The Securities and Exchange Commission’s decision to charge South Miami with defrauding investors by making misstatements and failing to disclose that its bonds might lose their tax-exempt status establishes a precedent for a much wider array of documents that could become securities law liabilities, experts said Thursday.

The SEC announced Wednesday that it had settled securities fraud charges with the city, which falsely certified that it was complying with loan agreements to ensure two sets of pool bonds issued by the Florida Municipal Loan Council in 2002 and 2006 would be tax-exempt. Instead, the city had loaned some of the bond proceeds to a private developer and leased the entire project  — a retail space and public parking lot — to it, sharing parking revenues with the private company.

John McNally, a bond lawyer at Hawkins, Delafield & Wood LLP, said the case establishes a new precedent that documents never meant for investors’ eyes could create a securities law problem.

The 2006 Ira Weiss case, in which a bond lawyer negligently rendered an opinion about the bonds’ qualification for tax exemption, established that a bond opinion can be materially misleading disclosure in the official statement, McNally said. The SEC’s recent action against Harrisburg, Pa., established that documents unrelated to bond issuance but reasonably expected to reach investors can be a fraud liability in the absence of proper disclosure.

South Miami is different, McNally said, because the certifications to the FMLC were neither included in an official statement or reasonably expected to reach investors.

“Clearly, these are not documents ‘reasonably expected to reach investors,’” McNally said. “But the prohibition under Section 17(a)(2) is that one cannot ‘obtain money . . . by means of any untrue statement of a material fact or any omission to state a material fact,’ and the SEC argued that South Miami violated 17(a)(2) because it was obtaining money from the conduit issuer by means of an untrue statement.
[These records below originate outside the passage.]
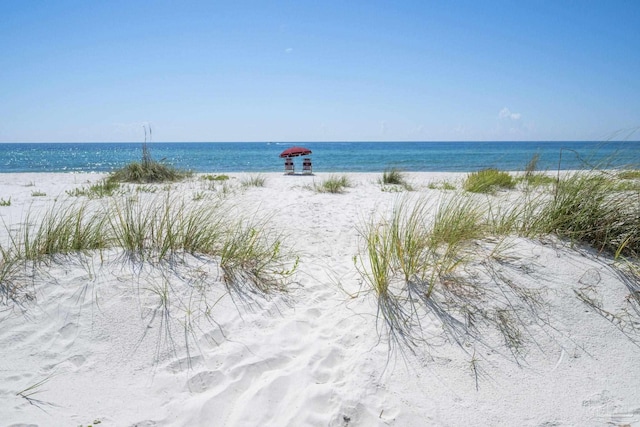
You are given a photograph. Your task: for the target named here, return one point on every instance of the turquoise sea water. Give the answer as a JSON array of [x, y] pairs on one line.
[[327, 156]]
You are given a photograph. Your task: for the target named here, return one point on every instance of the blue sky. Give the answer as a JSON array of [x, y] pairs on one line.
[[318, 70]]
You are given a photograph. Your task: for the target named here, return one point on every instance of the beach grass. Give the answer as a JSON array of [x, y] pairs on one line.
[[591, 207], [441, 185], [395, 176], [253, 181], [148, 172], [629, 174], [150, 228]]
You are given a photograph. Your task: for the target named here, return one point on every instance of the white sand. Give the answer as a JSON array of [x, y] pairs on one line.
[[316, 356]]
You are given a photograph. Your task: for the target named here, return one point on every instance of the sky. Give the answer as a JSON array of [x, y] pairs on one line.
[[287, 71]]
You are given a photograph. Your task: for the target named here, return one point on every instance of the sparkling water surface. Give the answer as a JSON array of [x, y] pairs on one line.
[[327, 156]]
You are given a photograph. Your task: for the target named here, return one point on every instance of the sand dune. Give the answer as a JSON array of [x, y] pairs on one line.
[[103, 340]]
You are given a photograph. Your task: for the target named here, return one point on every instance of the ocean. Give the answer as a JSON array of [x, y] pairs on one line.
[[336, 157]]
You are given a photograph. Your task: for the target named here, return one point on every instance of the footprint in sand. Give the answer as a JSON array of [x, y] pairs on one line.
[[203, 381]]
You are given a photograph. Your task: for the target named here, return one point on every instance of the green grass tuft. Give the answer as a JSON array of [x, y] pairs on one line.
[[333, 184]]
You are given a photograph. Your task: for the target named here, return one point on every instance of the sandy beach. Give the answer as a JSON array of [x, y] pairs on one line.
[[99, 338]]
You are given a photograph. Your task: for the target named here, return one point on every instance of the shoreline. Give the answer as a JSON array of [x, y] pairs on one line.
[[121, 341]]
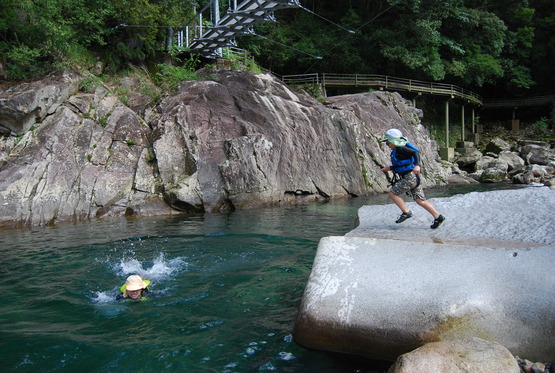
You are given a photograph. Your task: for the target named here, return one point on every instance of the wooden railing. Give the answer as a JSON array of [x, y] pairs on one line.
[[384, 82], [514, 103]]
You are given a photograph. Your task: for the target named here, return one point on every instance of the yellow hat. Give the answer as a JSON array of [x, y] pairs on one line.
[[134, 282]]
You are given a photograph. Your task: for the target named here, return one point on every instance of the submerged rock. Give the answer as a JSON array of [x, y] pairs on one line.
[[468, 355]]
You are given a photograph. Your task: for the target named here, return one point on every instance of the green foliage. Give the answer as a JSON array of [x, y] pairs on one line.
[[169, 77], [89, 84], [541, 126]]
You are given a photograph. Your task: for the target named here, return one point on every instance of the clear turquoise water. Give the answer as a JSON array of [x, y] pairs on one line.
[[229, 287]]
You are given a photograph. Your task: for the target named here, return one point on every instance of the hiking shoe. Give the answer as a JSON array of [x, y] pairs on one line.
[[437, 222], [404, 216]]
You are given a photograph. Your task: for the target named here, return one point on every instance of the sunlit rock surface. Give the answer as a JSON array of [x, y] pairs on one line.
[[385, 289], [236, 140]]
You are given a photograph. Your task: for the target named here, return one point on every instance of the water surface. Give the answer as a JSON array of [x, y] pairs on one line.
[[229, 286]]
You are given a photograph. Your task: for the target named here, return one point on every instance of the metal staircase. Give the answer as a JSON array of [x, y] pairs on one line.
[[237, 21]]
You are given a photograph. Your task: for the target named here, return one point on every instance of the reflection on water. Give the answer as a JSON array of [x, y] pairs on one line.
[[230, 285]]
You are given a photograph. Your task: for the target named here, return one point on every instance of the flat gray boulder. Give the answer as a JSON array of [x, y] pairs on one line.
[[386, 289]]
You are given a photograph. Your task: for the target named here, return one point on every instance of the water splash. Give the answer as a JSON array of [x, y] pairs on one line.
[[160, 268]]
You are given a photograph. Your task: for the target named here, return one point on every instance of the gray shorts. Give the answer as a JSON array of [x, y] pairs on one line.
[[409, 183]]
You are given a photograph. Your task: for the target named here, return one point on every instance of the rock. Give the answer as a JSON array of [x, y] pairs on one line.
[[468, 355], [493, 170], [468, 161], [25, 105], [523, 178], [236, 141], [497, 145], [385, 289], [538, 154], [512, 159]]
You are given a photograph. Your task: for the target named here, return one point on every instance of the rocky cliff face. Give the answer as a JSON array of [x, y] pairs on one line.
[[236, 141]]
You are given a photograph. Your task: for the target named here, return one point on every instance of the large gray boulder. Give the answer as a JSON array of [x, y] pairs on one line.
[[385, 289], [468, 355]]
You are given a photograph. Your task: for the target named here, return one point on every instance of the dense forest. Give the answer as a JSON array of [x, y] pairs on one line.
[[499, 48]]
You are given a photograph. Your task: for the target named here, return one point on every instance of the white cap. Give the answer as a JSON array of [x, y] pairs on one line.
[[394, 132]]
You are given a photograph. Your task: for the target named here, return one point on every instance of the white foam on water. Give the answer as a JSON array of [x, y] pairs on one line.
[[160, 268], [286, 356]]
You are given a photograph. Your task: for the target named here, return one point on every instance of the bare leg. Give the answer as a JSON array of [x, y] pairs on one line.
[[428, 207], [398, 201]]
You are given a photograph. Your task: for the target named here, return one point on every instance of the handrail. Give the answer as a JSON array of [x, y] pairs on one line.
[[388, 82], [516, 102]]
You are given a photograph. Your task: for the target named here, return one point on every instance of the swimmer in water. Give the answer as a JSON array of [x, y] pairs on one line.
[[135, 288]]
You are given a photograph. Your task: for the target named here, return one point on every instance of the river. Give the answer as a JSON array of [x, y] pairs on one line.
[[228, 289]]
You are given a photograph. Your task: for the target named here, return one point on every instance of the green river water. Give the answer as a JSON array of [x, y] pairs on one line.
[[229, 286]]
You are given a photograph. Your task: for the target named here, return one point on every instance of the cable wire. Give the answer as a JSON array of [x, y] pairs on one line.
[[342, 40], [284, 45], [327, 20]]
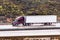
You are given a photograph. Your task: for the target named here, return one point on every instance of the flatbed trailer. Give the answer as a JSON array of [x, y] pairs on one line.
[[37, 19]]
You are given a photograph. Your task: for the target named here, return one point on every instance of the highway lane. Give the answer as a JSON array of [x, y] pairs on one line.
[[5, 30], [32, 27]]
Now we know that any document with which you obtain money can result in a securities law liability.”

McNally was referring to antifraud provisions of the Securities Act of 1933 that can apply to SEC enforcement actions on municipal securities.

Craig Conn, counsel to the FMLC, said the certifications serve as a “tickler” to remind the city how it is supposed to use the bond proceeds. The FMLC follows industry standard practice by accepting those certifications at face value.
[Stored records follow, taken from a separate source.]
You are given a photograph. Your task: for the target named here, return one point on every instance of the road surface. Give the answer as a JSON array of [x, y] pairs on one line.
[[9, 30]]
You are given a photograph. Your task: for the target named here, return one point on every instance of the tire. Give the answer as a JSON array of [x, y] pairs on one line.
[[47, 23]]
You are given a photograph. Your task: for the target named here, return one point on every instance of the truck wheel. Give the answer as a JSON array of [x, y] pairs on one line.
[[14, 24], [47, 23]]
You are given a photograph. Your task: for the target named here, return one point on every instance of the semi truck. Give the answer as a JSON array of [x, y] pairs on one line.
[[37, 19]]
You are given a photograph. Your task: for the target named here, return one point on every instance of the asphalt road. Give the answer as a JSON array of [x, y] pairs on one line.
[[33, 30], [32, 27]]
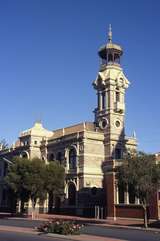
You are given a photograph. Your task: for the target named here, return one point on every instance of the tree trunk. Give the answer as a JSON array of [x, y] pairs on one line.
[[145, 216], [50, 203], [33, 208], [22, 207]]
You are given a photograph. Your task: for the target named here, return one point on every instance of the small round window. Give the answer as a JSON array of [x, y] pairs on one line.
[[103, 123], [117, 123]]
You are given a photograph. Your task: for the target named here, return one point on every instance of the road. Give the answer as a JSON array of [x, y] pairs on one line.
[[117, 233], [13, 236]]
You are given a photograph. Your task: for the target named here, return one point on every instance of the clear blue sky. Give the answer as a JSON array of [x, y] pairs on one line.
[[48, 60]]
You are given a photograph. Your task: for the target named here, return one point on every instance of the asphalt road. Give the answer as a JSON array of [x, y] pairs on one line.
[[125, 234], [11, 236]]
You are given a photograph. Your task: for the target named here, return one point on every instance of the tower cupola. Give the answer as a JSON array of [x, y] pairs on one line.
[[110, 53]]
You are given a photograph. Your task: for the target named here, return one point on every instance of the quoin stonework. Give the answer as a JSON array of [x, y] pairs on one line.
[[89, 151]]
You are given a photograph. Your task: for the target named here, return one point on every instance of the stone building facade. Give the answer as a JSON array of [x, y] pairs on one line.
[[89, 151]]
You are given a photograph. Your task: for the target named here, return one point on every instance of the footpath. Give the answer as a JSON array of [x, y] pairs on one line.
[[118, 223]]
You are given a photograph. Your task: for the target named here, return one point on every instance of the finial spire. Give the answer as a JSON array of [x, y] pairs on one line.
[[110, 34]]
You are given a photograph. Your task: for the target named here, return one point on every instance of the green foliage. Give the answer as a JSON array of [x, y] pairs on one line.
[[3, 144], [32, 179], [16, 178], [60, 227], [140, 171], [55, 178], [35, 180]]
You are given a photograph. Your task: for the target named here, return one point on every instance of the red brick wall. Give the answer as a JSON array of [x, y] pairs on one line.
[[109, 186], [129, 211], [153, 206]]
South Miami and the FMLC settled the financings’ tax law violations with the Internal Revenue Service in 2011, preserving the tax-exempt status of the bonds by paying $260,345 and defeasing a portion of the two prior bond offerings at a cost of $1.16 million.

The SEC has maintained since the mid-1990’s that issuers, should disclose when the tax-exempt status of their bonds have been jeopardized by tax law violations to avoid violating the securities fraud laws, even if the IRS never investigates.

Paul Maco, an attorney at Bracewell & Giuliani and former head of the SEC’s muni office, said the SEC’s focus on actions that took place after the bond sales and internal documents is interesting. Maco said the major take-away for issuers is that they need to have internal procedures in place to make sure they do not commit these kind of violations, a point recent SEC cases have hammered home.

The SEC settled with San Diego, Calif. in 2006 and with Illinois earlier this year on charges that both failed to disclose pension obligation risk. Each was required to shore up internal procedures as part of the deal.

A bond lawyer who preferred not to be named agreed. “Look at San Diego. Look at Illinois. The settlement was all procedures,” he said. The lawyer added that issuers need to understand that the SEC might act even if no investors were harmed, as in this case.  “Issuers cannot simply rely on bond counsel,” he said.